We were fortunate that a friend gave us a rig that had the regulator and flowmeter together and we were able to save cost.
Support from family and friends
Within the first 24 hours, we faced another crisis. The oxygen bottle was depleted. It was night and we didn’t know where to get another bottle. We didn’t know how long it would last.
We reached out to friends and family and they assisted. One part of our extended family supplied a brand new oxygen bottle.
Over the three days after discharge, everyone who came forward to help (even when we didn’t ask,) had been through their own covid-19 crisis, had either lost family members or were in recovery. Each of them knew intimately well, how taxing is to families.
Drawing on our strengths
Recovery is hard. Care is mentally taxing on the carer.

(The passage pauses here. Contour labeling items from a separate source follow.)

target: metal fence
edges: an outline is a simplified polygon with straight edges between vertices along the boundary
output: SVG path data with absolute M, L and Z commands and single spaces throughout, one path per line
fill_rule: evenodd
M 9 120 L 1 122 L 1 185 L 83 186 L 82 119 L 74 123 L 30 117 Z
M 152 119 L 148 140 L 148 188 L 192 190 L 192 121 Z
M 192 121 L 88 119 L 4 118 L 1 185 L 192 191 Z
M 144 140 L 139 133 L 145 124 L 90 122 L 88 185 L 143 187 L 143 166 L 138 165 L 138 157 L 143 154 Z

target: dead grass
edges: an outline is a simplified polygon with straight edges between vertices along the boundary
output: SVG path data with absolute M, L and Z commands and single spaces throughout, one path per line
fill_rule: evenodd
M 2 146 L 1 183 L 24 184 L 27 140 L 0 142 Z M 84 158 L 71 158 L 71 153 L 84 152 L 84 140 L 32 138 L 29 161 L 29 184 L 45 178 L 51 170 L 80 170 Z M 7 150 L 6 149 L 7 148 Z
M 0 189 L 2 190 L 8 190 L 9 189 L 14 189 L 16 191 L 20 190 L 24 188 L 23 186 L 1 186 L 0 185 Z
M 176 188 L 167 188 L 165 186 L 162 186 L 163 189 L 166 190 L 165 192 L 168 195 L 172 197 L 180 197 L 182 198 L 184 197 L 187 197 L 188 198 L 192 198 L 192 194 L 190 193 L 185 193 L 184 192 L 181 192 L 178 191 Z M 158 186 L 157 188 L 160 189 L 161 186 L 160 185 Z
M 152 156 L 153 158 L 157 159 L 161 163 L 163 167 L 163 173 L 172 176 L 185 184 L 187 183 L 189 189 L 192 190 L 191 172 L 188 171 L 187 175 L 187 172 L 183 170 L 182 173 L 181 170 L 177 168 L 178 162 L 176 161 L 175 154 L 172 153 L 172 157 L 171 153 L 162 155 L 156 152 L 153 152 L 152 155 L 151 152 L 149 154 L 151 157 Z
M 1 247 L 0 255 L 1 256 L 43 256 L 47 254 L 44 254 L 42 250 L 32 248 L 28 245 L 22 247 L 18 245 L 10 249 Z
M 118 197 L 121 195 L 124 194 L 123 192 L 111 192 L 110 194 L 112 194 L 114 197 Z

Covid-19 is not the usual kind of illness. The best way to explain it for the understanding non-medical people like me is that It is a collection of symptoms which have to be treated. It looks like malaria, dengue, pneumonia and asthma all in one.
For some, recovery is fast. For older people, it takes longer.
The patient has to be helped to bathe and go to the toilet. The carer has to be vigilant against secondary infections that may come about as a result of poor care. For older people and other severe cases, it is a delicate trade off – personal dignity vs care and survival.
For Papua New Guinean elders, they need their children around them for support. They will need to go to the toilet and to wash with the help of people they trust. The western style of total isolation doesn’t work for us. We are a spiritual people who need to stay connected to our kin who will protect their dignity.
I hate covid-19 with a passion. But this crisis is teaching us compassion, kindness, respect and patience. It is teaching us to reach deep into our personal reserves and find the strength to support each other.
There’s simply no room for negativity. Siblings can’t afford to fight or disagree when you’re dealing with elderly parents. You have to be of one mind in order to succeed.
We still have a long way to go. I write this in the hope that it will assist other families who are going through the covid-19 crisis.